I tweeted this the other day, surprisingly it got lots of interest

Why does fieldset/legend work like this?

It's due to the accessibility role, name and property mappings for the fieldset and legend elements in the browser.

What is the aural UI of these elements?

The fieldset element has a group role, which is a generic role that essentially says "this element groups stuff inside it". Being generic, it is a role applied to lots of container elements in the accessibility tree. If these were all announced by screen readers, the user would hear a lot of noise that actually masked important semantics in the page, thus making the aural UI experience less usable. Think about it in visual terms; imagine every grouping element on the page have a border or background color or other distracting visual identifier...
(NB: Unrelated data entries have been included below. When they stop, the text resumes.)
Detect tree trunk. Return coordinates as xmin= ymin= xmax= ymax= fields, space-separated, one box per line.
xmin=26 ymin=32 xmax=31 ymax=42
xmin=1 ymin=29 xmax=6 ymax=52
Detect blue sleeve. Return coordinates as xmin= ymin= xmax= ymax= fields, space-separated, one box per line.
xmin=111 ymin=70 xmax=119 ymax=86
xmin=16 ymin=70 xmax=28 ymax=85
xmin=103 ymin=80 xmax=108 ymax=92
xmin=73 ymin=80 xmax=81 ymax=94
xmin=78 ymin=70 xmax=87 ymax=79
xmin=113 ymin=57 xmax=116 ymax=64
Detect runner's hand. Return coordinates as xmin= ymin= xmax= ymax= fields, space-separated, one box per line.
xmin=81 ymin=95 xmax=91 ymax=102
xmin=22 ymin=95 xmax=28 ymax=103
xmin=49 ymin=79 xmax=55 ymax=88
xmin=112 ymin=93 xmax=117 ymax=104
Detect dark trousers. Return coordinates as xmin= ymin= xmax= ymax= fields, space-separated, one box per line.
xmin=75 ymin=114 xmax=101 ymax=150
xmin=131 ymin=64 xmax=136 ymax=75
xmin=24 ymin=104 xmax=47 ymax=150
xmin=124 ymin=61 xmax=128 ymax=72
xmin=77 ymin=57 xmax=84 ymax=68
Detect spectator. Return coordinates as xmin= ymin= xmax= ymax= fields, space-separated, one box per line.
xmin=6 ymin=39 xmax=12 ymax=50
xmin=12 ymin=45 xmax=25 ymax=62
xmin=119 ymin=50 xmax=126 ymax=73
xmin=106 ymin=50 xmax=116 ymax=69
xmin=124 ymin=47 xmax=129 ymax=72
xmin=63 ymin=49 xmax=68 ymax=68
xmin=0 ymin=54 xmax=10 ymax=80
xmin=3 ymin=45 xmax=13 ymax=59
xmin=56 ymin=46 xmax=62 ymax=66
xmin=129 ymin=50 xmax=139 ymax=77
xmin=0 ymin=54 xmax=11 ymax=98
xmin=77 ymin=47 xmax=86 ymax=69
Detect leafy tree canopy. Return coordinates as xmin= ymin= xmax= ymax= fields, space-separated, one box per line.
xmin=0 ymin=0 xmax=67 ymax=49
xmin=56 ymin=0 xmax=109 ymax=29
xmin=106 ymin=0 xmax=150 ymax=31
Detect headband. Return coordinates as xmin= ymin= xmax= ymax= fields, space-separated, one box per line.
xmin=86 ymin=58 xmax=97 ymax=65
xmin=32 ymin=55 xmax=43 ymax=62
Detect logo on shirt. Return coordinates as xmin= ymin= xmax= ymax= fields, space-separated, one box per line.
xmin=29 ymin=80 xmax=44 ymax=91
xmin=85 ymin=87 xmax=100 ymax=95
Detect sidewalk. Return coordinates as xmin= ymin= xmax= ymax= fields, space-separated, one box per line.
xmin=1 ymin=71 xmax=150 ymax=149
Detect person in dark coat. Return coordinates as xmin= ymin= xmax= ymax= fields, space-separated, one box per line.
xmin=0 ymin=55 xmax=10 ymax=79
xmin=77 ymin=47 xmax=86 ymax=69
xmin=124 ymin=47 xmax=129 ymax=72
To mitigate this unecessary verbosity, screen readers only surface the aural UI of an element with a group role when it has an accessible name. The thinking is that if the element has an accessible name (label) then it is much more likely that it is useful semantic information to let the user know about. The legend element itself is exposed with a text or group role, depending upon the platform accessibility API and its role is not conveyed to users (as in too much information, thanks but no thanks). The important semantics of the legend elements is that it has an inbuilt relationship as the provider of an accessible name for its parent fieldset element.

Relations: IA2_RELATION_LABEL_FOR with the parent fieldset

While it is not the only method to provide an accessible name for a fieldset it is the default an easiest way, that has additional advantages, in that the presence of a visible group label for a set of controls is useful to many people.

What if I can't use fieldset?

You can also provide an accessible name for a fieldset using aria-label, aria-labelledby or (last resort) title attribute, but only if there is no need to provide a visible group label, which is not often the case.

And remember the title attribute only acts as an accessible name source if no other sources of an accessible name for an element is present, i.e in the following example the title is exposed as an accessible description for the fieldset as the accessible name is provided by the aria-label.

<fieldset aria-label="neon meat dream of an octofish" title="neon meat dream of an octofish">
...
</fieldset>

This may well result in the aural UI for the fieldset being something like:

group
neon meat dream of an octofish
neon meat dream of an octofish

Which i think we can all agree is not something that does not suck.